A Discrete Differential Geometric Approach for Simulation of Coupled Multiphase Mesoporous Systems

Abstract

A myriad of processes and systems in Chemical- and other fields of Engineering Science are multiphase. Applications that involve processes containing multiple phases of increasing geometric complexity have become increasingly common in recent years. Attempts to model and simulate systems with a large number of interfaces with complex geometries is often limited by the interface tracking and accuracy of the curvature computation which is a large source of error of the numerical method. This work resolves the long standing difficulty in computing the curvature of interfaces accurately and efficiently.

In this work a new practical tool was developed that can be implemented in a wide array of state-of-the art methods. It is shown that the rigorous derivation of the curvature of interfaces allows for an accurate, or near-exact computation of curvature for simulation of three-phase systems. Additionally, it is demonstrated that a special trapezoidal integration error can be used to provide an estimate of continuity of the interface, which is useful for ensuring dynamic accuracy in three-phase simulations by controlling the refinement of a numerically captured fluid-fluid interface that is manifold.

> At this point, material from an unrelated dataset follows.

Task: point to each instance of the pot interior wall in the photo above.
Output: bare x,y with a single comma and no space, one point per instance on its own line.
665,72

It is further shown that the method for computing curvatures developed herein can be computed exactly for arbitrary fluid-fluid interfaces that are manifold. The extent to which an interface is manifold can be tracked by computing the topology of the simplicial complex using computationally efficient methods developed especially for this application. Since the method for computing curvatures are near-exact and mesh independent, a very large tolerance can be used in large scale simulation of complex three-phase materials. In principle, it is only necessary to track that the interface is continuous. Therefore, the complex can be refined in such a way that the error matches the desired tracking of non-solid volume due to porosity and asperities in three-phase systems. The result of this work can be implemented in any formulation where the underlying geometry of the model is manifold, and is especially useful in the fields of multiphase flow, thermodynamics, materials engineering and surface energy minimisation.